Recent demonstrations have shown various human induced pluripotent stem cell-derived (hiPSCs) cell types (cardiac, neuronal, hepatic) recapitulate a specific individual's drug response (rather than that of a generic human being) and have opened new avenues that support the concept of screening for cell-based safety and toxicity at the level of a population.

“The discovery and development of human induced pluripotent stem cells (hiPSCs) have opened up new avenues that support the concept of screening for cell-based safety and toxicity at the level of a population,” the authors penned. The researchers continued, stating that CTiD “allows testing medical therapies for safety or efficacy on cells collected from a representative sample of human patients, before moving into actual clinical trials. It can be applied to the development of drugs for specific populations, and it allows predicting not only the magnitude of effects but also the incidence of patients in a population who will benefit or be harmed by these drugs. This, in turn, can lead to the selection of safer drugs to move into clinical development, resulting in a reduction in attrition.”

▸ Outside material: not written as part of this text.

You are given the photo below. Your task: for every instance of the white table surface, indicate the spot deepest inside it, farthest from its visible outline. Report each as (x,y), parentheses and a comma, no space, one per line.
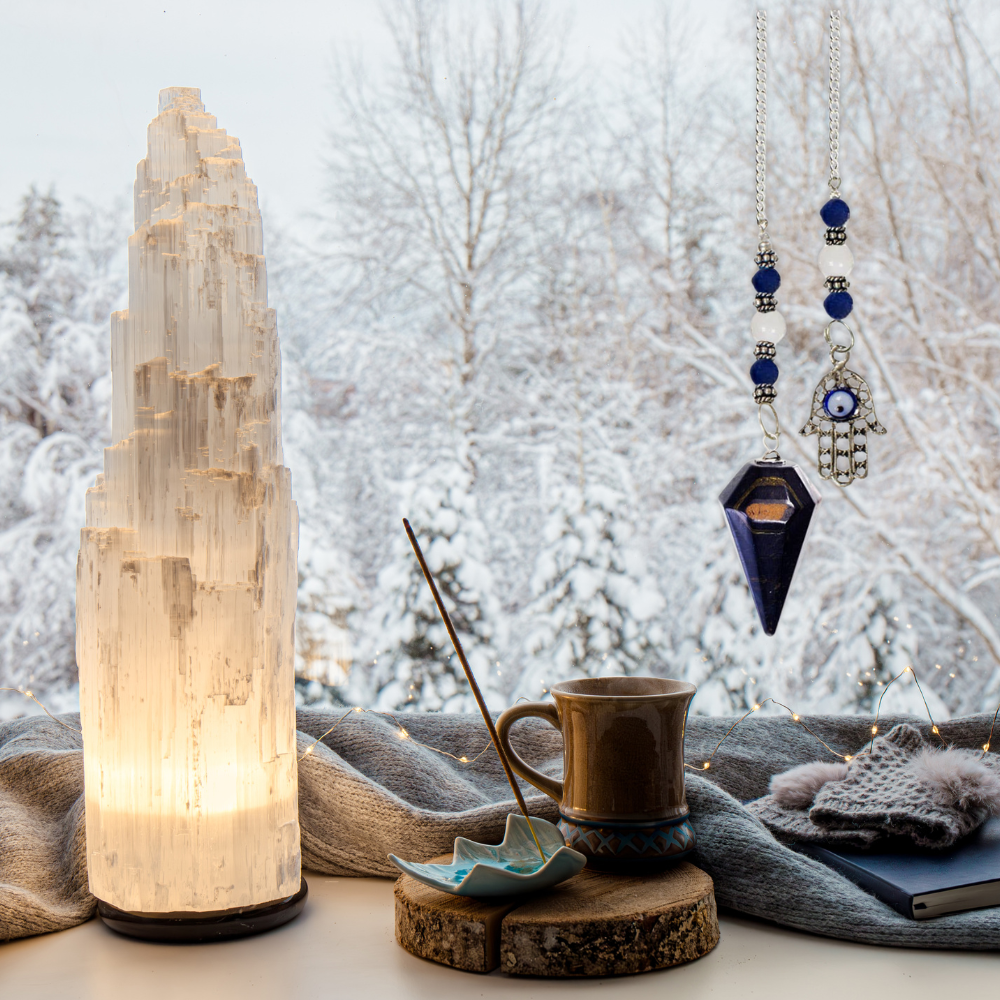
(342,946)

The concept of CTiD is to satisfy, in an in vitro setting, the defining biological truth that establishes the need for a multipatient clinical trial, which is that drug responses vary by human. CTiD studies are efficient, allow the study of a range of clinical doses, and can be executed at a fraction of the cost outside of the rigid and heavily regulated clinical testing environment.

CTiD studies are poised to revolutionize thinking about practical, immediate, and near-term applications in the field of drug discovery and development. CTiD can lead to insights that cannot be obtained so early and economically in drug development by any other approach. Although still requiring improvements and enhancements, CTiD offers to refine the selection of drugs to move into clinical development, leading to reduced attrition and enabling safe drugs that address unmet medical needs to reach patients more quickly.